Of course, "The Oregonian" is not the only journal professing to be of and for the State at large. Several are published at Portland claiming the character of general State interest. Such are the "Willamette Farmer," a journal chiefly devoted to the farming interest, and with which "The Oregonian" is very frequently at war; "The New Northwest," edited by Mrs. Duniway, a lady enthusiast in favor of woman's rights and woman's suffrage, but making up with a good deal of ability a paper containing much of general interest; the "Pacific Christian Advocate," a religious paper; and also a number of other papers, Democratic and Republican, of no special note.
Salem, Albany, and Harrisburg possess newspapers above the average of ability and circulation.

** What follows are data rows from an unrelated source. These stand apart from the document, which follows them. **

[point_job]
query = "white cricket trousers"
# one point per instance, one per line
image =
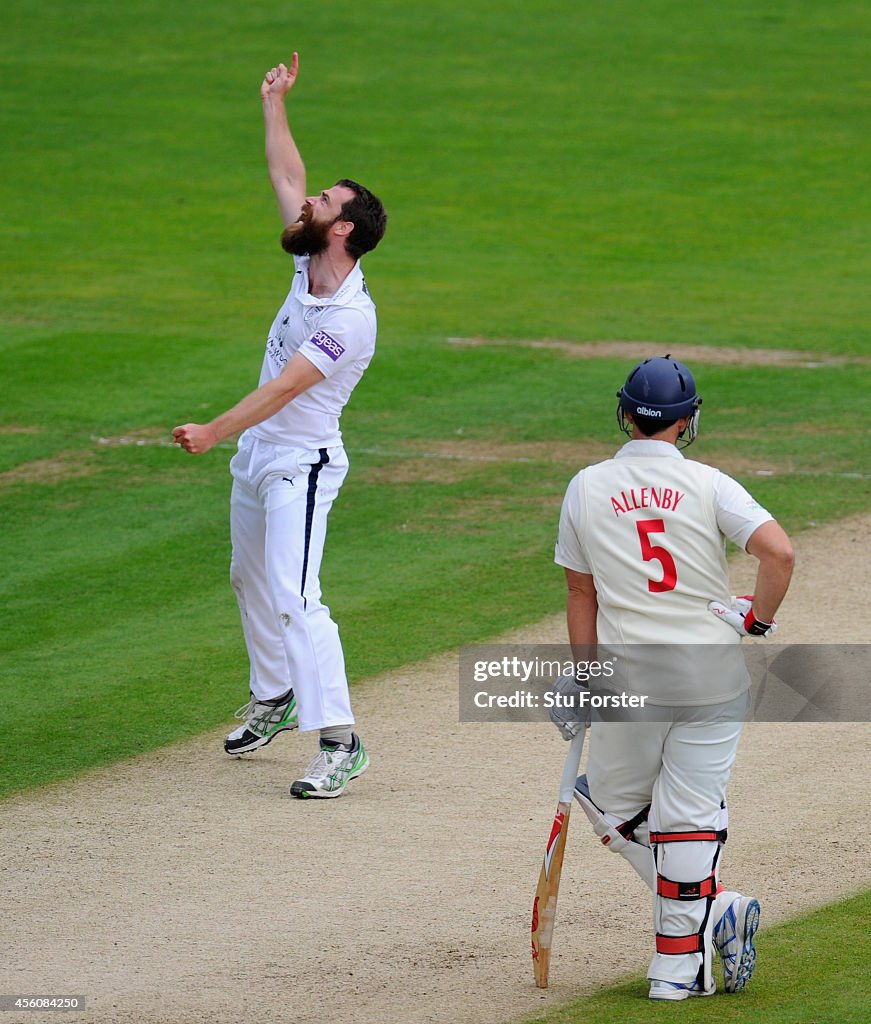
(279, 503)
(681, 769)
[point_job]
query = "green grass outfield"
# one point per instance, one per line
(666, 174)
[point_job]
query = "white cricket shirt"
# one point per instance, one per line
(650, 525)
(337, 335)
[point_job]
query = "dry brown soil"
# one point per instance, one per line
(188, 887)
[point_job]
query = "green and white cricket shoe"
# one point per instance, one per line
(332, 769)
(263, 720)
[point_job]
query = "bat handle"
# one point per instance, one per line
(571, 766)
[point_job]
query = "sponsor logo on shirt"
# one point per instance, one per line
(328, 344)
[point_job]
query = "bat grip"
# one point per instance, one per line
(571, 766)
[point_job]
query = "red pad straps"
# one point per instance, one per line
(687, 890)
(679, 944)
(708, 836)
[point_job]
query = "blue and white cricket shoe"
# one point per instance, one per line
(735, 923)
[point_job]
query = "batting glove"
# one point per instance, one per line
(739, 614)
(565, 709)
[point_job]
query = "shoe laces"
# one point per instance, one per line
(243, 712)
(321, 764)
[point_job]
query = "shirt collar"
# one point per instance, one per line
(647, 448)
(350, 287)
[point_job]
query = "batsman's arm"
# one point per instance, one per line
(581, 608)
(287, 171)
(772, 547)
(298, 376)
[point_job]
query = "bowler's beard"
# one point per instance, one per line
(306, 237)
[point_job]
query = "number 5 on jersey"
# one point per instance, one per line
(656, 553)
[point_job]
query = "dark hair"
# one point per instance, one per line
(367, 215)
(649, 425)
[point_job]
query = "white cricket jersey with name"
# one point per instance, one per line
(336, 334)
(650, 526)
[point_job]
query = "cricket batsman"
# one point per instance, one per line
(642, 542)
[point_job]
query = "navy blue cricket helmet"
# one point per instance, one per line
(660, 388)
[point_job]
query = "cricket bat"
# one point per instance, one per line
(545, 906)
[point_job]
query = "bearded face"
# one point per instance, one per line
(307, 237)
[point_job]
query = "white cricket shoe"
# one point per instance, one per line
(736, 919)
(676, 990)
(334, 766)
(263, 720)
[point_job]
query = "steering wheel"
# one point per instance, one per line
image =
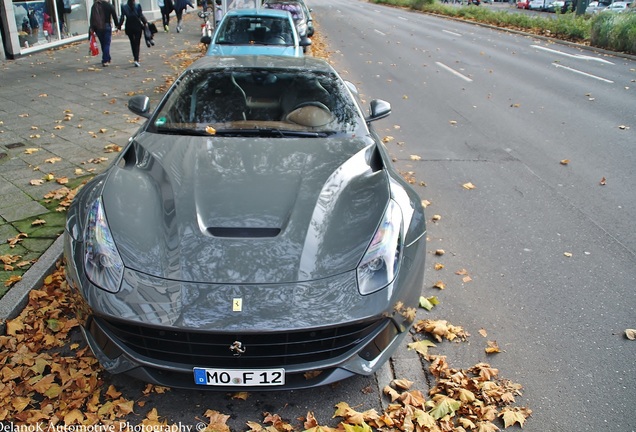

I thought there was a good deal of wisdom in the letter of a correspondent of mine in one of the Eastern States, who concluded a letter of general inquiry as to the State of Oregon with a request that I would send him a bundle of local newspapers, "by which," said he, "I can judge better of the present conditions of life in Oregon than by the answers of any one special correspondent."
There are very few poor people in Oregon—so poor, that is, as to need charitable help. Such are taken charge of by the county court, and from the county funds such an allowance is made in the case of families as shall keep them from absolute want. In the case of single persons they are given into the care of such families as are willing to receive them in return for a moderate sum, say three or four dollars a week.
SECRET SOCIETIES.The various societies and orders, namely, the Freemasons, the Foresters, the Odd-Fellows, the Order of United Workmen, the Good Templars, and others, have a large number of adherents in Oregon. I believe the Freemasons number upward of seven thousand brethren; the present Grand Master is the Secretary of State, and a very efficient head he makes. The Freemasons and other orders take charge of the needy brethren with their proverbial charity, and thus relieve to a great extent the public funds.